Another area that impressed me was the relationship between the close family of the Family Member and the professionals. Even in the most troubling of moments those who cared greatly were made to feel welcome and even brought into the innermost sanctums of the workings of the hospital. Information was forthcoming, briefings given patiently and in terms we could understand. The well-being of not just the Family Member but the small group around him were a clear concern.

Why then must the educative processes be practiced at a relatively remote distance from the families and caregivers? It seems almost verboten for family members to get into classrooms or even past the front office. The orchestrated “report evenings” are offered as a morsel of consultation and attendance reported as something of a meaningful thing yet ongoing involvement of the closest group of the student is often denied. It seems neither good practice nor conducive of the best environment for learning that sees connections between home and school.

Finally – and this was a great joy of the past six weeks – the application of knowledge and training to the real world was apparent at every point. I work in an institution that trains nurses and they undertake clinical practice in the same hospitals that I visited so often. The trainees were identified by their logo on their trainees uniform and I have had many conversations with them. They expressed not only the pleasure their experiences were bringing to them and the helpfulness of them to their development but also an affirmation that they had made the right choice. They “loved it” and “really wanted to be a nurse” and were “really excited” that they were heading towards such a worthwhile job.

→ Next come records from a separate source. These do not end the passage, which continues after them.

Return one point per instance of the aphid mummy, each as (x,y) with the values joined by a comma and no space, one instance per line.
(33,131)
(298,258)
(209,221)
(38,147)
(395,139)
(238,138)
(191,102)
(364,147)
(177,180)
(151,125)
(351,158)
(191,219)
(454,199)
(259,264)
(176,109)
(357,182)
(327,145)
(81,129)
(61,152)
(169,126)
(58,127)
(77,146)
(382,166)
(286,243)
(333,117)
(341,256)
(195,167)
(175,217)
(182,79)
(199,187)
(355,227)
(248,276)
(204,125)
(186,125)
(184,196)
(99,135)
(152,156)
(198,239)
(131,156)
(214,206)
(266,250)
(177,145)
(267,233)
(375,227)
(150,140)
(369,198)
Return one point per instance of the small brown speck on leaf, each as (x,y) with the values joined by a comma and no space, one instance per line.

Gently questioning identified those who had trained and were now flying solo. Nurses of different experience including those out of training relatively recently were given real responsibilities and supported and supervised but real responsibilities nevertheless. We see this in young teachers. But do we have a joyful workforce? Are people in education the cheerleaders for education?

And the good news? Family Member is going home this week. There is a commonly held belief that when the chips are down the state health system is second to none. Can we say the same about our state education system?